How large companies can better engage with SMEs

1. Be open and approachable

Judging by the level of industry engagement at project-based events, this is an area where it feels that large companies have really listened. In contrast, events that consist of a briefing and short question and answer session, followed by an invitation to register interest in an online portal smacks of a compliance task designed solely to ‘tick the industry engagement box’.

Initial industry engagement can be strengthened through attention to the smaller details.

For example; selecting sincere and welcoming presenters, providing opportunity for one-on-ones with senior representatives, being precise about what you want from industry and providing clear guidance on your processes for pre-qualification and selection. Consider personal points of contact rather than a generic email address.

2. Be considerate

SMEs want your business – but don’t take undue advantage of that. Instead, be considerate and act in a way that promotes a genuine partnership rather than a transactional relationship.

In the early days, this may mean not seeking to pass inappropriate conditions and risk onto SMEs. Provide reasonable timescales for them to respond to your requests. Remember that the people you are dealing with often have multiple day jobs. And offer reasonable payment terms, certainly no more than 30 days.

3. Make time to understand them

A genuine partnership is one where both parties have a strong understanding of each other. Make time to get to know their business, their people, their goals.

In turn, this will encourage SMEs to be more open and strategic in their conversations with you, serving as a great catalyst for innovation. Importantly, remember that their benefits help build your competitive advantage. Accordingly, knowing what working for you means for them will help crystallise and quantify specific economic benefits for your AIC strategies.

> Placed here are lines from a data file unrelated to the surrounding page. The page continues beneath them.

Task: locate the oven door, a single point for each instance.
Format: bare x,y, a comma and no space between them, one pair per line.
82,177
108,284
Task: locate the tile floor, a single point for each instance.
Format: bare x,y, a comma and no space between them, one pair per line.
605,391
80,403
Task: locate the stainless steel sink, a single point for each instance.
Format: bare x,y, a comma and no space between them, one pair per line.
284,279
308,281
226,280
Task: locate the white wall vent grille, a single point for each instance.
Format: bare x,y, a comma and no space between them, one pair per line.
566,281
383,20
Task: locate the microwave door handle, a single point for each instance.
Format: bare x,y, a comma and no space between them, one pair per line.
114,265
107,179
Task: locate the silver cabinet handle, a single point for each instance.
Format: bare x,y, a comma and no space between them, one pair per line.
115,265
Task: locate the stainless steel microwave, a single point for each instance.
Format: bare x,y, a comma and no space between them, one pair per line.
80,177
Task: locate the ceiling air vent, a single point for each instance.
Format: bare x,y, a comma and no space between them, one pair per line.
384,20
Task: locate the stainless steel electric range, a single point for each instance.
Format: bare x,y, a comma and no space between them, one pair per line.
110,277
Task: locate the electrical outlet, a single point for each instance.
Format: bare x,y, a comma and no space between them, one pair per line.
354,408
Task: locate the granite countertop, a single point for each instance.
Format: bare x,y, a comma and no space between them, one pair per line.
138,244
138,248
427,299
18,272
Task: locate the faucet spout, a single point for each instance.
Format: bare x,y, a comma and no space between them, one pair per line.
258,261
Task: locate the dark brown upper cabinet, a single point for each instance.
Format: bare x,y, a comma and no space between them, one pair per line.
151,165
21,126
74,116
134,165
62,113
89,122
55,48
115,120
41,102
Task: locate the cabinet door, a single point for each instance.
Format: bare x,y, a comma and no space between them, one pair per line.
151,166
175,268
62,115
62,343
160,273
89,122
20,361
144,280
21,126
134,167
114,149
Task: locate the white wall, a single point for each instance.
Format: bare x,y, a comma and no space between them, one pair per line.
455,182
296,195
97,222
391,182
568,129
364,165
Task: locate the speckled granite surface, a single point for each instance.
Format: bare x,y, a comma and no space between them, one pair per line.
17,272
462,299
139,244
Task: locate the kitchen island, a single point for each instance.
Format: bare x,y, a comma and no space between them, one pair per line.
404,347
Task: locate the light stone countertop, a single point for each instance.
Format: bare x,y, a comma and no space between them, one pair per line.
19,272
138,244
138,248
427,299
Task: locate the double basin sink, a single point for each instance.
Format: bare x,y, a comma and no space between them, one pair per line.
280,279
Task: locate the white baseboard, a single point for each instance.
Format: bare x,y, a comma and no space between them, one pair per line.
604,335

4. Your other relationships matter

Your track record counts – delivering on previous commitments builds trust and credibility in the eyes of prospective suppliers. Developing such a reputation will ensure that the best SMEs in Australia will want to work with you.

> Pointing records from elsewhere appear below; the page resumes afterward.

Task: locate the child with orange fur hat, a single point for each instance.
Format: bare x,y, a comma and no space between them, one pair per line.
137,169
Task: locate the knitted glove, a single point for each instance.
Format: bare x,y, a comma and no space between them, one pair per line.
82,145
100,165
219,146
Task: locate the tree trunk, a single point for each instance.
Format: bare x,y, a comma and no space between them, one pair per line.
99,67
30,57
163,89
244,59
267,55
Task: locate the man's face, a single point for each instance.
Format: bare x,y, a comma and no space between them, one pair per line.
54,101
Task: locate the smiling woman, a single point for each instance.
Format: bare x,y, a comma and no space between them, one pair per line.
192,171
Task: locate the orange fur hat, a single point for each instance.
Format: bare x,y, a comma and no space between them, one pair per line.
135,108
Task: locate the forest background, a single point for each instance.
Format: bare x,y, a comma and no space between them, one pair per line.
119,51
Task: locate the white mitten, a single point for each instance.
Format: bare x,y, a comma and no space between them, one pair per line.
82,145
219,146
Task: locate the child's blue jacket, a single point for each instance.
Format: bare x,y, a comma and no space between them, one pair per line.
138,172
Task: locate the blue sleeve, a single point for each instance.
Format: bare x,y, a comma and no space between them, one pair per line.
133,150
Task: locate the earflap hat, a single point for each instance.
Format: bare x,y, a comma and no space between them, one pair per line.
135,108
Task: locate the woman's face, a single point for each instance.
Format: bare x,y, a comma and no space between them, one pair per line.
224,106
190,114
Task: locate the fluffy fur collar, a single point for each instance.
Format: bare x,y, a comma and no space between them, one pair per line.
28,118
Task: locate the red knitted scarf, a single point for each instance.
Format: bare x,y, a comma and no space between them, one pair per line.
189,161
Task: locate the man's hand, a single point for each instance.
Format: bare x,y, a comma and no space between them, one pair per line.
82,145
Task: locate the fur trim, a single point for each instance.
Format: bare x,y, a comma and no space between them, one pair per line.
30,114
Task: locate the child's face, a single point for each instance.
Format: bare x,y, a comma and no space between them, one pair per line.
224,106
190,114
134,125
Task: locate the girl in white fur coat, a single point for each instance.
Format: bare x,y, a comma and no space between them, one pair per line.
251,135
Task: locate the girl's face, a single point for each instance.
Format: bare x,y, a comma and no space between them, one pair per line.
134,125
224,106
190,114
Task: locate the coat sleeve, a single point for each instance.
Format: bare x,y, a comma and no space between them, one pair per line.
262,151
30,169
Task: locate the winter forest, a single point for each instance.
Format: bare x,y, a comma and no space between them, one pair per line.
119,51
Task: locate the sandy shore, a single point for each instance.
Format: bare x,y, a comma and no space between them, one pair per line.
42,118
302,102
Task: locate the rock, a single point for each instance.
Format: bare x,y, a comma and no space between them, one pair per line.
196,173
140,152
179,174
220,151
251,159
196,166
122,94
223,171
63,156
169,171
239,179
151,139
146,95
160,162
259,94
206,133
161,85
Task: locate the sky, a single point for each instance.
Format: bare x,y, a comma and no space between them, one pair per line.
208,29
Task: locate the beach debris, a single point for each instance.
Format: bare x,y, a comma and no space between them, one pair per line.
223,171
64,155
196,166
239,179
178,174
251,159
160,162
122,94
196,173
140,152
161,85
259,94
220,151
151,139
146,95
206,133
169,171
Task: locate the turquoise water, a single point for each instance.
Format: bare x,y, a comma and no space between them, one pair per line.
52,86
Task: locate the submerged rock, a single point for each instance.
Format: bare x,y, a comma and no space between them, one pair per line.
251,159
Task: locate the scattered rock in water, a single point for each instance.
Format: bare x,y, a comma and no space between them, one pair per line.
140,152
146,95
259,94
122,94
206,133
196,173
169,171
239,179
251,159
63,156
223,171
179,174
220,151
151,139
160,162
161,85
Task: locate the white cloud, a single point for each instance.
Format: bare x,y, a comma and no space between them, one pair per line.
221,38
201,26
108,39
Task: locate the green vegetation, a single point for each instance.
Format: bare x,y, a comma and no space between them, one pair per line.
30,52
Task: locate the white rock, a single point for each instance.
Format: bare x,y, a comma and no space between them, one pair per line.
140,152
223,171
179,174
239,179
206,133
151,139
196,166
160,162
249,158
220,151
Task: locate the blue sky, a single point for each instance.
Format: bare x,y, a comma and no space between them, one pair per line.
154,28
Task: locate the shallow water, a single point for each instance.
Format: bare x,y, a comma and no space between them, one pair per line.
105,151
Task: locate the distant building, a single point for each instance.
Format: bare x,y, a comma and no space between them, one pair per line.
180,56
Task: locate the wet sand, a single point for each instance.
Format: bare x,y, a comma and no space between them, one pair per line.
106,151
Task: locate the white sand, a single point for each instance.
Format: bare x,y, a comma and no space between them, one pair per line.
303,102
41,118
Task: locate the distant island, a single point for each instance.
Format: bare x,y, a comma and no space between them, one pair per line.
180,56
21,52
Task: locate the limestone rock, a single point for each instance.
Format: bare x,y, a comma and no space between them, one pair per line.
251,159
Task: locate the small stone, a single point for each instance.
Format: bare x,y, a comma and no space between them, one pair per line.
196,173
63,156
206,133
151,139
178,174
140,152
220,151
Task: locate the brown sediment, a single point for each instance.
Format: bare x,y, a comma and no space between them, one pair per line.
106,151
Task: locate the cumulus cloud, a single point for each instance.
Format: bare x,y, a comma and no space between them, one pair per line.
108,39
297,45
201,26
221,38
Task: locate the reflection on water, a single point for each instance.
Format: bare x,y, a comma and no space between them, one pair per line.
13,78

It’s also very likely you have relationships across a much broader cross-section of Australian industry than SMEs, so be generous and look for opportunities to make beneficial connections on behalf of others. Be proactive in joining these dots and making the introductions.

Two sides to every partnership

Over many years, we’ve had the privilege of watching the formation of many successful tendering relationships between primes and SMEs.

And without doubt, as it is with human relationships, the strongest and most meaningful occur when each partner pauses to consider the perspective of the other.

Whether a prime or SME, the application of this simple piece of advice will result in you forging powerful partnerships for you, Defence and Australian industry.